The achieved speedup gain from using GPUs is affected by a number of factors. First, the speedup depends primarily on hardware configuration. We tested our CUDA code on four different types of NVIDIA GPUs: GeForce 9500 GT, GTX 285, Tesla C1060 and Tesla S1070. Among them, GeForce 9500 GT has only four multiprocessors. Both GTX 285 and C1060 have 30 multiprocessors. S1070 has 4 GPUs, each with 30 multiprocessors. The clock rates of these four cards are very similar varying from 1.3 GHz to 1.48 GHz. When performing the water phantom example case 1 (as shown in table 1) on a single GPU, we found that T_GPU values for GTX 285, C1060 and S1070 are nearly identical, which are, however, over seven times faster than that for GeForce 9500 GT. This result confirms that the number of multiprocessors plays a fundamental role in deciding the computation time when the clock rate is fixed.

Another major factor affecting computational speed is the size of GPU memory. GeForce 9500 GT has 512 MB global memory, GTX 285 has 1 GB memory and both C1060 and S1070 have 4 GB memory per GPU. On C1060 and S1070, for all testing scenarios, the computation can be executed in one pass, requiring only two data transfers between the CPU and the GPU, once each at the beginning and end of GPU computation. On GTX 285 and GeForce 9500 GT, for cases 4, 5, 6 and 7 in table 1, the computation cannot be done all at once for five beams. After finishing the calculation of dose deposition coefficients for two or three beams on the GPU, we had to copy the results back to the CPU in order to free the GPU memory for computation over the remaining beams. As mentioned above, the bandwidth between the GPU and the CPU is much lower than that within the GPU, so the additional CPU–GPU data transfer will significantly erode efficiency gains. Choosing the proper GPU for online adaptive therapy is based on a trade-off between cost and performance. Based on the currently available GPUs, we recommend the use of NVIDIA Tesla C1060 cards, which cost around $1500 and can be readily inserted into a workstation PC.
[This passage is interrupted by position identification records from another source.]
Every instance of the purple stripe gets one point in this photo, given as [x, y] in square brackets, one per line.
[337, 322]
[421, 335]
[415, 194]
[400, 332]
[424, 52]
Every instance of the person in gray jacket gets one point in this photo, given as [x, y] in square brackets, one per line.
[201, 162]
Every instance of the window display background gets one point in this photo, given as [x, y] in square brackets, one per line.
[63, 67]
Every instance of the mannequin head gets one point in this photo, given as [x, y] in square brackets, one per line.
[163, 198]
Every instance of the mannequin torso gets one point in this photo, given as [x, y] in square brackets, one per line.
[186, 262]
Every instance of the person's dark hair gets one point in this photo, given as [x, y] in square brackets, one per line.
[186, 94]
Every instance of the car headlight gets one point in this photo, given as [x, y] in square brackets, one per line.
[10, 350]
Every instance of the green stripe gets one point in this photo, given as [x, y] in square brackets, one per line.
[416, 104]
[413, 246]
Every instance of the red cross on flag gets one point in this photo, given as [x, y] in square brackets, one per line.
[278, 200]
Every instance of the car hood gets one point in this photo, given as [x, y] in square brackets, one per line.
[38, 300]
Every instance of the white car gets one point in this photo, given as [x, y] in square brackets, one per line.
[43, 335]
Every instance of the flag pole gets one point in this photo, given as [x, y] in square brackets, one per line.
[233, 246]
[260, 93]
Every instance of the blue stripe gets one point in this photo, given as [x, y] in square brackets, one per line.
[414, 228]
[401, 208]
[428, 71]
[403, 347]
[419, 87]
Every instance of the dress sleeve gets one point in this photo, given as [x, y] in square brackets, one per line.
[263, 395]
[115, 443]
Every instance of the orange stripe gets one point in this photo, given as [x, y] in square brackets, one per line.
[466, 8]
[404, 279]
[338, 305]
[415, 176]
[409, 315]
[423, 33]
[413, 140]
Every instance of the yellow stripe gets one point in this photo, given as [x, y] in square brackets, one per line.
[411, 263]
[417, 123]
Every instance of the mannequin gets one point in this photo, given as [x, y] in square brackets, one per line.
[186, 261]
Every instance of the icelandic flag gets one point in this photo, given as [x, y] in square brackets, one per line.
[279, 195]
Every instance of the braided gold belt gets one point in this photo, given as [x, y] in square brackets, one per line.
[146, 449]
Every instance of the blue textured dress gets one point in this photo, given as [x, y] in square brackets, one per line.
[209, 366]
The speedup factor also depends on the implementation of the FSPB model on CPU. Our CPU implementation is comparable to that of Jelen et al (2005). The computation time for the CPU code can certainly be reduced by optimizing the code using various well-established tricks. We did not focus on this issue since for the purpose of this project, what matters the most is the GPU computation time, not the CPU time nor the speedup factor.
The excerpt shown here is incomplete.